Methane is roughly 30 times more powerful than CO2 as a greenhouse gas, and rice emits as much as 1.5% of the world’s total greenhouse gas emissions. With the human population in south-east Asia expected to grow by around 100m people in the next 20 years, emissions from rice growing could increase 30% or more.
The urgency to act for the global good, self-interest in maintaining production and the possibility of accessing money to reduce farm emissions has now led heavy rice-using food companies like Mars and Kellogg’s, and the agri-business colossus Olam, to set up the Sustainable Rice Platform (SRP).
This coalition of companies, NGOs and governments sets the world’s first voluntary sustainability standards for rice growing. It adopts the basic SRI principle of planting seedlings further apart, and keeping them moist rather than flooded, but adds targets and measurements to provide consistency.
“Rice is both a victim and a cause of climate change,” says Sunny Verghese, CEO of Singapore-based Olam’s, which grows its own rice on 25,000 acres in Nigeria, owns mills and processing plants across south-east Asia and ships nearly 20% of the world’s globally traded rice.
“South-east Asian rice farmers are among the world’s most vulnerable to climate change impacts such as rising sea levels, salinity, temperature rise and droughts. Yields can decrease as much as 10% for each 1C temperature increase, threatening food security for billions of people.
“With another two billion people we cannot carry on the way we are. We must go beyond what is currently being done and achieve far more at greater scale. We must re-imagine the whole food supply chain if the world is to become carbon neutral by 2050,” he says.
“SRI should influence everyone’s thinking. In Nigeria we saw a 70% increase in yields, albeit from a low base. SRI is revolutionary. It is a genuine change in thinking. It is difficult for scientists to understand that an amateur [like Lalanié] should have a solution. We want to partner with SRI, to scale up in Africa.
“But reducing emissions from rice cannot be a trade-off that hurts farmers and communities who depend on it for their income and sustenance. We have to measure the true cost of food and dismantle the subsidy system.”
Working with German development agency GIZ and south-east Asian governments, Olam now plan to roll out SRP rice to 100,000 farmers in Thailand, Cambodia, Vietnam and India within five years, increasing yields and incomes, and reducing methane emissions by 50%.
Governments and global bodies must act too, says tropical agronomist Erika Styger, director of climate-resilient farming systems at Cornell University who led a three-year World Bank study of 50,000 farmers using SRI methods in 13 west African countries. This saw a 56% rise in yields in irrigated areas, an 86% increase in rain-fed areas and an average 41% increase in income.
“The SRI revolution is happening. People are changing their practices and you can see SRI in the field in many places now. There is no reason why SRI should not become normal agronomic practice,” says Styger.
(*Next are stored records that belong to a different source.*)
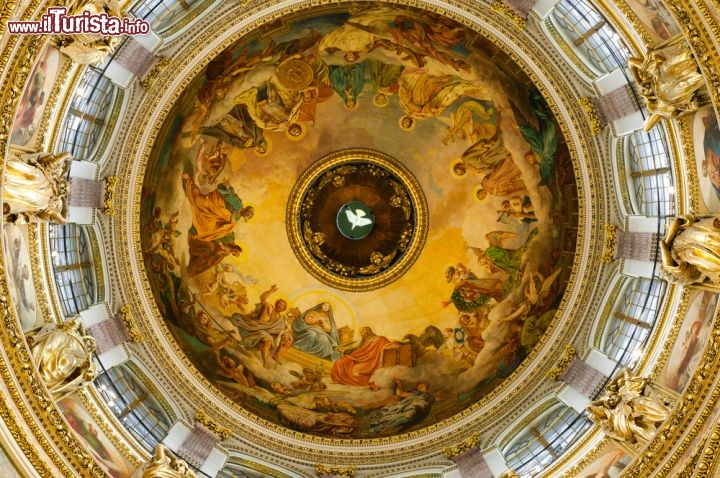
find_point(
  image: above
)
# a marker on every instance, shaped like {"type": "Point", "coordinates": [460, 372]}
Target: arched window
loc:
{"type": "Point", "coordinates": [87, 118]}
{"type": "Point", "coordinates": [236, 470]}
{"type": "Point", "coordinates": [652, 183]}
{"type": "Point", "coordinates": [590, 35]}
{"type": "Point", "coordinates": [73, 267]}
{"type": "Point", "coordinates": [163, 14]}
{"type": "Point", "coordinates": [633, 319]}
{"type": "Point", "coordinates": [137, 408]}
{"type": "Point", "coordinates": [545, 440]}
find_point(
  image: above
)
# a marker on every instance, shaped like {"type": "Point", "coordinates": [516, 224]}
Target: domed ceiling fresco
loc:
{"type": "Point", "coordinates": [359, 224]}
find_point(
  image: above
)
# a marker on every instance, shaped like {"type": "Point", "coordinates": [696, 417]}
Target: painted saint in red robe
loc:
{"type": "Point", "coordinates": [358, 367]}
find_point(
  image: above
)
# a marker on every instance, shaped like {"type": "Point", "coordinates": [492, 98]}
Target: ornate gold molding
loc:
{"type": "Point", "coordinates": [348, 471]}
{"type": "Point", "coordinates": [569, 52]}
{"type": "Point", "coordinates": [509, 474]}
{"type": "Point", "coordinates": [555, 373]}
{"type": "Point", "coordinates": [710, 455]}
{"type": "Point", "coordinates": [590, 110]}
{"type": "Point", "coordinates": [108, 207]}
{"type": "Point", "coordinates": [126, 316]}
{"type": "Point", "coordinates": [515, 16]}
{"type": "Point", "coordinates": [160, 65]}
{"type": "Point", "coordinates": [219, 430]}
{"type": "Point", "coordinates": [471, 442]}
{"type": "Point", "coordinates": [609, 244]}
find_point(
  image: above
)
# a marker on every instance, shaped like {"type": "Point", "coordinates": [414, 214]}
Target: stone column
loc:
{"type": "Point", "coordinates": [115, 331]}
{"type": "Point", "coordinates": [135, 58]}
{"type": "Point", "coordinates": [471, 462]}
{"type": "Point", "coordinates": [515, 10]}
{"type": "Point", "coordinates": [583, 380]}
{"type": "Point", "coordinates": [616, 104]}
{"type": "Point", "coordinates": [206, 433]}
{"type": "Point", "coordinates": [641, 246]}
{"type": "Point", "coordinates": [85, 193]}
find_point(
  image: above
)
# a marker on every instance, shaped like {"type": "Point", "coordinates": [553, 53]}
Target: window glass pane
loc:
{"type": "Point", "coordinates": [633, 319]}
{"type": "Point", "coordinates": [590, 35]}
{"type": "Point", "coordinates": [136, 408]}
{"type": "Point", "coordinates": [72, 267]}
{"type": "Point", "coordinates": [650, 172]}
{"type": "Point", "coordinates": [543, 442]}
{"type": "Point", "coordinates": [87, 116]}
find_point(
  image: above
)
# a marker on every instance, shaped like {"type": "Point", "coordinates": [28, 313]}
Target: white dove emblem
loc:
{"type": "Point", "coordinates": [357, 218]}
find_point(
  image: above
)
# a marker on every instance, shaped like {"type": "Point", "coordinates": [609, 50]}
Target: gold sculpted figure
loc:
{"type": "Point", "coordinates": [35, 188]}
{"type": "Point", "coordinates": [88, 48]}
{"type": "Point", "coordinates": [669, 81]}
{"type": "Point", "coordinates": [165, 465]}
{"type": "Point", "coordinates": [628, 411]}
{"type": "Point", "coordinates": [691, 251]}
{"type": "Point", "coordinates": [63, 355]}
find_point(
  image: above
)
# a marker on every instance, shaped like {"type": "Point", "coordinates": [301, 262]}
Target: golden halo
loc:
{"type": "Point", "coordinates": [301, 134]}
{"type": "Point", "coordinates": [381, 103]}
{"type": "Point", "coordinates": [403, 127]}
{"type": "Point", "coordinates": [294, 74]}
{"type": "Point", "coordinates": [454, 165]}
{"type": "Point", "coordinates": [267, 150]}
{"type": "Point", "coordinates": [477, 189]}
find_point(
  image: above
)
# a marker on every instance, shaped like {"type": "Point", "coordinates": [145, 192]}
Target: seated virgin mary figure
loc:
{"type": "Point", "coordinates": [315, 332]}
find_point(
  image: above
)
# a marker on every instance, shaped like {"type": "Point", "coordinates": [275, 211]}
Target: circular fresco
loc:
{"type": "Point", "coordinates": [357, 219]}
{"type": "Point", "coordinates": [479, 286]}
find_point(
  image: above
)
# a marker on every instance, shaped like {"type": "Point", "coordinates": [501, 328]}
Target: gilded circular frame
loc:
{"type": "Point", "coordinates": [304, 241]}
“But there is no long term funding. If we want to make it mainstream it needs to get to a critical mass. We are left with breadcrumbs, with only short-term project finding,” she says.
“The food system is broken. Olam on its own cannot fix it, we can only change it. We can’t do it overnight but there is a new way of collaborating. Companies must change and reduce their resource intensity. The whole food sector must change,” says Verghese.
“What is needed now is large retailers to brand SRP. It’s the way we can reduce emissions, use less water and grow more. Win. Win. Win.”